All true holiness comes from God, who is called “The Holy One” in the Sacred Books of the Jews, Christians, and Muslims. Your Holy Qur’an calls God “Al-Quddus”, as in the verse: “He is God, besides Whom there is no other, the Sovereign, the Holy the (source of) Peace” (Al-Qur’an 59, 23). The prophet Hosea links God’s holiness with his forgiving love for mankind, a love which surpasses our ability to comprehend: “I am God, not man; I am the Holy One in your midst and have no wish to destroy” (Os. 11, 9). In the Sermon on the Mount, Jesus teaches his disciples that holiness consists in assuming, in our human way, the qualities of God’s own holiness which he has revealed to mankind: “Be holy, even as your heavenly Father is holy” (Matth. 5, 48).
Thus, the Qur’an calls you to uprightness (al-salah), to conscientious devotion (al-taqwa), to goodness (al-husn), and to virtue (al-birr), which is described as believing in God, giving one’s wealth to the needy, freeing captives, being constant in prayer, keeping one’s word, and being patient in times of suffering, hardship and violence (Qur’an 2, 177).
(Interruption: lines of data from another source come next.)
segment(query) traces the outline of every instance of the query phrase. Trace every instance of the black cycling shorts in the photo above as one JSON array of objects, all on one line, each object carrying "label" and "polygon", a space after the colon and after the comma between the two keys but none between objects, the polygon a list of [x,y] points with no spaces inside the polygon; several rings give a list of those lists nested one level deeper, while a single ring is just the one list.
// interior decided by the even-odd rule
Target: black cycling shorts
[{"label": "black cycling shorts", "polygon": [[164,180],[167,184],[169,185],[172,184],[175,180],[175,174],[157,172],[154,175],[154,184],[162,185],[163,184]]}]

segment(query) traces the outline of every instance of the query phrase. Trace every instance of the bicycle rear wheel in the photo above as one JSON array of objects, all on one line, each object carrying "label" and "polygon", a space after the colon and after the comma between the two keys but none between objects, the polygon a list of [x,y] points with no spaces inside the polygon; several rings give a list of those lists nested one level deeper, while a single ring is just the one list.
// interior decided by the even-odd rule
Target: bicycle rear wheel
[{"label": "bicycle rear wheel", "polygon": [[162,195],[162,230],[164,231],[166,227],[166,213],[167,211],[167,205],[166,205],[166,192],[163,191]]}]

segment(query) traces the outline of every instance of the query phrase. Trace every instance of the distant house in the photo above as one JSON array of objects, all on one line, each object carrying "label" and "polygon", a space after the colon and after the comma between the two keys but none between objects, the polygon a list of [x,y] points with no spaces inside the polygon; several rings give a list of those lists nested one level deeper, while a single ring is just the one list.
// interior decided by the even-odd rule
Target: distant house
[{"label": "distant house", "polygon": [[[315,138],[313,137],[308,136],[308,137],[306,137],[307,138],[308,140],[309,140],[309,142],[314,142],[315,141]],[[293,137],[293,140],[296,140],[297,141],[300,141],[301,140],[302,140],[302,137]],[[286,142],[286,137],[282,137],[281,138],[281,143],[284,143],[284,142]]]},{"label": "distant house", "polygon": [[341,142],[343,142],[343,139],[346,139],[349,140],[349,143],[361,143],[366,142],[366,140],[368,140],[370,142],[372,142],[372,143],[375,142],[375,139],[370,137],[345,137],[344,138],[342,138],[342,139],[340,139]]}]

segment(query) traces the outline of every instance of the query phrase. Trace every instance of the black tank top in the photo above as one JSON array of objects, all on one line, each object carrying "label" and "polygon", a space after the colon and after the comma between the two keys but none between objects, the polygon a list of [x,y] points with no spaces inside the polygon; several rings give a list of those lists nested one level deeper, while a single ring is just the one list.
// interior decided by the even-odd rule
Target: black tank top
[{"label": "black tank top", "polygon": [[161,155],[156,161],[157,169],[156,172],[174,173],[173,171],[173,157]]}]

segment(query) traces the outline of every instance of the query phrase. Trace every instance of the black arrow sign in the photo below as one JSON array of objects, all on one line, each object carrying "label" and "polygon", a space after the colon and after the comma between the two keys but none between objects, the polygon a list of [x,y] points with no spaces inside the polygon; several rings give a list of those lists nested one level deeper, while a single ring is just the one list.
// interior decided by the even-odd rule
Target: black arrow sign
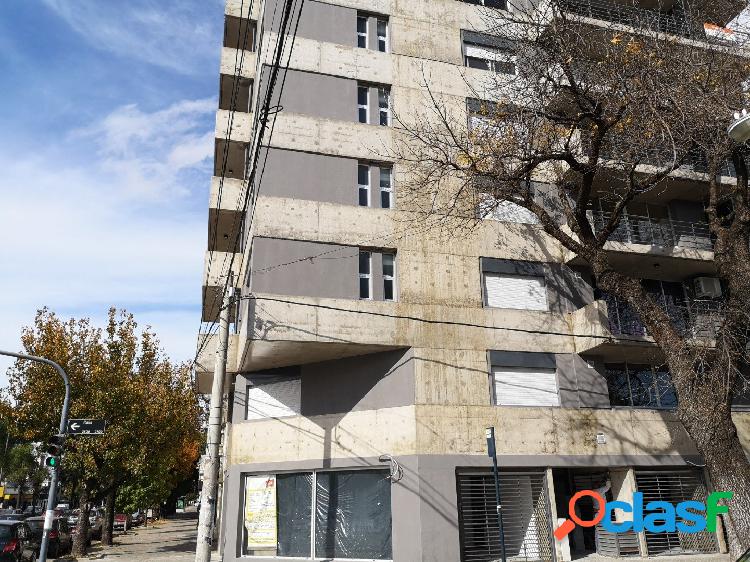
[{"label": "black arrow sign", "polygon": [[70,435],[104,435],[106,420],[68,420]]}]

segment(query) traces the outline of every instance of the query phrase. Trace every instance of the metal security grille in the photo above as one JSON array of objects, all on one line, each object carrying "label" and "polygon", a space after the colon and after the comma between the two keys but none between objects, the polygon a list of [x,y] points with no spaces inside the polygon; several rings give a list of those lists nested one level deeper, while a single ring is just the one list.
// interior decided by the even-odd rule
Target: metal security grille
[{"label": "metal security grille", "polygon": [[[655,472],[636,471],[638,491],[643,493],[643,504],[650,501],[706,501],[706,486],[701,475],[694,471]],[[708,531],[701,533],[649,533],[646,531],[648,554],[680,554],[718,552],[716,536]]]},{"label": "metal security grille", "polygon": [[[464,473],[457,478],[462,562],[499,560],[500,531],[492,473]],[[544,473],[500,473],[500,490],[507,559],[552,562],[552,526]]]}]

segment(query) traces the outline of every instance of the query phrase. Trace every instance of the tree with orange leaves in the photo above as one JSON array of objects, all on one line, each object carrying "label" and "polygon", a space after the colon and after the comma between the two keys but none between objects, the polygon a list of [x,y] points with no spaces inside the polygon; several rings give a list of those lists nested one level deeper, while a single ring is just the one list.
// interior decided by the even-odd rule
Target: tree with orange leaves
[{"label": "tree with orange leaves", "polygon": [[[71,418],[107,421],[103,436],[69,437],[65,444],[63,485],[79,498],[74,554],[82,555],[93,502],[105,501],[102,541],[111,544],[119,489],[145,485],[154,490],[147,498],[153,505],[194,469],[201,443],[198,398],[188,366],[172,363],[150,329],[139,335],[125,311],[110,309],[102,330],[88,319],[63,321],[42,309],[21,340],[26,353],[56,361],[68,373]],[[48,367],[16,362],[10,396],[23,439],[43,441],[56,432],[63,387]]]}]

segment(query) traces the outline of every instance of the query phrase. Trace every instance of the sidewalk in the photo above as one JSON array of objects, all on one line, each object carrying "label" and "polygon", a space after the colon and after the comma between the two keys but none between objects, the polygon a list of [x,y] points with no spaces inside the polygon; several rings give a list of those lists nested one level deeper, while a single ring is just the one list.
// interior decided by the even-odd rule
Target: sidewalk
[{"label": "sidewalk", "polygon": [[[111,547],[95,545],[79,559],[120,562],[192,562],[195,560],[195,537],[198,519],[195,514],[163,519],[148,527],[137,527],[115,536]],[[218,561],[214,554],[212,561]]]}]

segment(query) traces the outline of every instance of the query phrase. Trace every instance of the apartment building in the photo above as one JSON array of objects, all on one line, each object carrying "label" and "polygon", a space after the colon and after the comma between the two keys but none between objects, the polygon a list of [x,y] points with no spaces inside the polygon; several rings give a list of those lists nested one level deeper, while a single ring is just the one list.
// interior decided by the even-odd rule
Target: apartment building
[{"label": "apartment building", "polygon": [[[512,49],[478,31],[505,1],[306,0],[296,26],[301,4],[267,111],[287,4],[226,4],[203,286],[211,323],[231,264],[223,559],[499,559],[490,426],[510,560],[726,552],[721,528],[578,528],[554,541],[579,490],[678,502],[711,489],[670,412],[669,373],[637,316],[523,210],[500,206],[453,239],[404,221],[403,168],[386,156],[394,115],[419,110],[430,76],[468,116],[469,83],[514,71]],[[641,4],[570,10],[591,25],[650,10],[660,29],[693,32],[679,0]],[[253,172],[264,118],[273,131]],[[661,200],[628,207],[609,244],[624,268],[649,272],[686,330],[710,334],[705,307],[721,286],[705,178],[676,176]],[[257,198],[246,206],[248,188]],[[591,211],[595,227],[608,212]],[[216,336],[199,346],[196,383],[208,393]],[[741,408],[736,423],[750,437]],[[593,509],[582,503],[581,516]]]}]

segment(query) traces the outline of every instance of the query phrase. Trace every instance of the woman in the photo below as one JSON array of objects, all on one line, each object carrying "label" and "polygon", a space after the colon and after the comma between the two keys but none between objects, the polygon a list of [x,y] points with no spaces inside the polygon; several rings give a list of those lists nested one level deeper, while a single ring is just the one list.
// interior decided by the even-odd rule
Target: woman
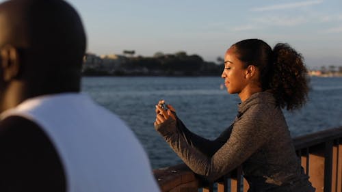
[{"label": "woman", "polygon": [[306,102],[308,87],[302,56],[287,44],[273,50],[248,39],[224,56],[222,77],[241,102],[235,121],[216,139],[190,132],[164,101],[156,106],[155,129],[195,173],[213,182],[239,165],[248,191],[315,191],[295,152],[282,108]]}]

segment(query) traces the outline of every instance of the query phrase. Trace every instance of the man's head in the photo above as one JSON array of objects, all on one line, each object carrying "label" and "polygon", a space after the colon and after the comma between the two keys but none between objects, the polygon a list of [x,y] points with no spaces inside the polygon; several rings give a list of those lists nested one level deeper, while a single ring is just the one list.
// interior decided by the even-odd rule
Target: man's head
[{"label": "man's head", "polygon": [[0,99],[14,81],[32,96],[79,91],[86,44],[80,17],[64,1],[0,4]]}]

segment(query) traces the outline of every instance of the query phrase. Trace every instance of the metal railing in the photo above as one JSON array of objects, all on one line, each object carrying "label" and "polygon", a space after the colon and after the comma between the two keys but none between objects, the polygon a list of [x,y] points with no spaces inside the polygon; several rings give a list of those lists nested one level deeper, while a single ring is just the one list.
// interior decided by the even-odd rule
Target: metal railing
[{"label": "metal railing", "polygon": [[[317,192],[342,191],[342,127],[293,139],[302,166]],[[213,184],[205,184],[185,164],[153,171],[163,192],[247,191],[241,167]]]}]

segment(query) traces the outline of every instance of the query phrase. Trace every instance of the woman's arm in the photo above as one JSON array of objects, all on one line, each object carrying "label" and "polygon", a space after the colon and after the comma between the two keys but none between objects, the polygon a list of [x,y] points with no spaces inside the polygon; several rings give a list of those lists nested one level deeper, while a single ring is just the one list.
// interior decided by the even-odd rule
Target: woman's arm
[{"label": "woman's arm", "polygon": [[213,156],[228,140],[232,126],[226,129],[215,140],[209,140],[191,132],[179,119],[176,118],[176,127],[181,135],[191,146],[198,149],[207,156]]},{"label": "woman's arm", "polygon": [[262,118],[245,114],[233,125],[226,142],[208,156],[187,142],[176,128],[175,120],[166,118],[163,123],[155,124],[156,130],[184,163],[211,182],[241,165],[267,142],[272,133]]}]

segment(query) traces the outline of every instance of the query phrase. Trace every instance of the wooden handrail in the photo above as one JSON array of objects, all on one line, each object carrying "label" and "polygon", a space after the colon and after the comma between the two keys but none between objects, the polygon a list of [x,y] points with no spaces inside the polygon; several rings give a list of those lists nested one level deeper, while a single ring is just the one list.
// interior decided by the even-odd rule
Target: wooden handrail
[{"label": "wooden handrail", "polygon": [[[342,126],[293,139],[302,166],[317,192],[342,191]],[[215,184],[206,184],[185,164],[153,170],[163,192],[247,191],[239,167]]]}]

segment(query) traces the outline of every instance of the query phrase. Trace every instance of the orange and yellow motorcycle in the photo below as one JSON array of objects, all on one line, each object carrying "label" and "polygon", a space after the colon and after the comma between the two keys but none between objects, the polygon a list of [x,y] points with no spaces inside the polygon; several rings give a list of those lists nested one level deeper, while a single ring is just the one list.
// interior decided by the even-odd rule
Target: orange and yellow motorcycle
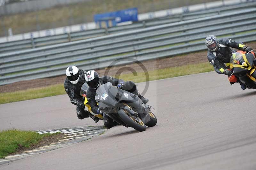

Similarly, Saint Paul stresses the love we must show towards all, and the duty to lead a blameless life in the sight of God: “May the Lord be generous in increasing your love and make you love one another and the whole human race as much as we love you. And may he so confirm your hearts in holiness that you may be blameless in the sight of our God and Father when our Lord Jesus Christ comes with all his saints” (1 Thess. 3, 12-13). In today’s world, it is more important than ever that men and women of faith, assisted by God’s grace, should strive for true holiness. Self-centred tendencies, such as greed, the lust for power and prestige, competition, revenge, the lack of forgiveness, and the quest for earthly pleasures - all these threaten to turn mankind from the path to goodness and holiness which God has intended for all of us. The countless numbers of good people around the world - Christians, Muslims, and others - who quietly lead lives of authentic obedience, praise, and thanksgiving to God and selfless service of their neighbour, offer humanity a genuine alternative, “God’s way”, to a world which otherwise would be destroyed in selfseeking, hatred, and struggle.
May the God of holiness bless your efforts throughout these days!”